Загадочно взглянув на Фарятьева, Ирма Юрьевна проворковала:
— А мы ей от имени администрации консерватории выразим соболезнование в связи с гибелью ее близкой подруги и наставницы.
Фарятьев насмешливо хмыкнул:
— Какая ты умная, Ирма! Я восхищаюсь твоей находчивостью, только вот сомневаюсь, что из этого что-нибудь получится.
Упрямо тряхнув головой, Ирма Юрьевна прямо из кабинета Фарятьева позвонила Ланской.

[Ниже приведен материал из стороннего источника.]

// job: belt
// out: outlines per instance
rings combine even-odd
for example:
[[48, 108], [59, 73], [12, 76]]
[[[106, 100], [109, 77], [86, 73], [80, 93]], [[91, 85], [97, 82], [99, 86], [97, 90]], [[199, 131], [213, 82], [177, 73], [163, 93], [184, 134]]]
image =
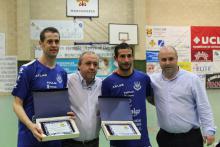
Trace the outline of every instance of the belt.
[[[95, 138], [93, 140], [84, 140], [84, 141], [77, 141], [77, 140], [73, 140], [71, 139], [71, 142], [72, 143], [75, 143], [75, 144], [82, 144], [82, 145], [88, 145], [88, 144], [91, 144], [91, 143], [94, 143], [96, 141], [98, 141], [99, 138]], [[69, 140], [70, 141], [70, 140]]]
[[160, 131], [162, 133], [165, 133], [165, 134], [172, 136], [172, 137], [186, 137], [188, 135], [192, 135], [195, 133], [201, 133], [200, 128], [192, 128], [191, 130], [189, 130], [188, 132], [185, 132], [185, 133], [169, 133], [163, 129], [160, 129]]

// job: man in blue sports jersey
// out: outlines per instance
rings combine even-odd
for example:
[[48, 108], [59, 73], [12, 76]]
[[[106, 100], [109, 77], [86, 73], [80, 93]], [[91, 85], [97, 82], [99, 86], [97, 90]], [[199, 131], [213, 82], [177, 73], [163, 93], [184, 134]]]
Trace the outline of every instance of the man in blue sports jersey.
[[33, 90], [65, 88], [67, 73], [56, 64], [60, 34], [56, 28], [48, 27], [40, 33], [39, 42], [43, 53], [19, 69], [13, 109], [19, 119], [18, 147], [60, 147], [60, 141], [40, 142], [42, 130], [31, 121], [34, 115]]
[[[114, 50], [118, 68], [102, 82], [103, 96], [129, 96], [133, 121], [141, 132], [140, 140], [111, 141], [111, 147], [151, 147], [146, 118], [146, 97], [150, 96], [150, 78], [133, 69], [133, 49], [121, 43]], [[111, 104], [109, 104], [111, 105]]]

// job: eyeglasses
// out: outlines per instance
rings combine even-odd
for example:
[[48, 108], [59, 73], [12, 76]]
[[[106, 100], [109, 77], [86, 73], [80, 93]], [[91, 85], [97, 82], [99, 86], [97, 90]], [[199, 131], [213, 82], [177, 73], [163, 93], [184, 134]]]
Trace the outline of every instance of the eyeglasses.
[[161, 58], [160, 61], [166, 62], [166, 61], [173, 61], [173, 60], [175, 60], [175, 59], [176, 59], [175, 57]]

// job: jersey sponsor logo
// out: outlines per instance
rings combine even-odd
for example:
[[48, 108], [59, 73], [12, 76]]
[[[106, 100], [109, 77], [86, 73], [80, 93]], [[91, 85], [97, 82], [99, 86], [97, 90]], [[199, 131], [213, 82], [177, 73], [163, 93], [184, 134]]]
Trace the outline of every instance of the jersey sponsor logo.
[[57, 74], [57, 82], [58, 83], [62, 83], [63, 82], [63, 79], [62, 79], [62, 76], [60, 74]]
[[119, 87], [123, 87], [123, 86], [124, 86], [124, 83], [121, 83], [121, 84], [113, 85], [112, 88], [119, 88]]
[[141, 89], [141, 82], [135, 81], [133, 88], [134, 88], [136, 91], [139, 91], [139, 90]]
[[131, 110], [131, 113], [132, 113], [132, 115], [134, 116], [134, 117], [136, 117], [137, 115], [139, 115], [140, 114], [140, 112], [141, 112], [141, 109], [132, 109]]

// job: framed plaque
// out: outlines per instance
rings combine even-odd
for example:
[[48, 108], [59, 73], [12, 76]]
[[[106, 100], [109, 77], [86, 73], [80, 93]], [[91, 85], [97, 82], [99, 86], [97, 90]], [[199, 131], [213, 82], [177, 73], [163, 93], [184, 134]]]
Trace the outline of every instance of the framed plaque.
[[79, 137], [75, 121], [69, 116], [40, 118], [36, 119], [36, 124], [43, 130], [42, 141]]
[[102, 121], [102, 130], [108, 140], [141, 138], [141, 134], [133, 121]]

Та сразу взяла трубку. Оболонская бодро и в то же время участливо защебетала:
— Здравствуйте, Любочка. Как вы? Надо же, какое горе! Вы же так с Виолеттой Генриховной дружили, у нее никого ближе вас не было! Милая Любочка, мы с Игорем Алексеевичем собрались вас навестить, поддержать… — На том конце провода затянулось молчание. Ирма Юрьевна даже растерялась и кашлянула. — Люба, вы слышите меня?
— Слышу, — сухо ответила Ланская. — Спасибо за соболезнование, но я вас, к сожалению, принять не могу.
Оболонская не ожидала отказа и растерялась.
— Любочка, но как же так? Мы же не чужие люди! Виолетта Генриховна и для нас много значила, — обескураженно пискнула она и задушевно протянула: — Вы не должны замыкаться в своем горе. Может, мы все-таки приедем на часок?
Ланская задумалась, понимая, что так просто от дорогих коллег не отделаться, и вдруг у нее мелькнула спасительная мысль: а что, если пригласить Диану, пусть она поприсутствует, к тому же у нее есть вопросы к Фарятьеву.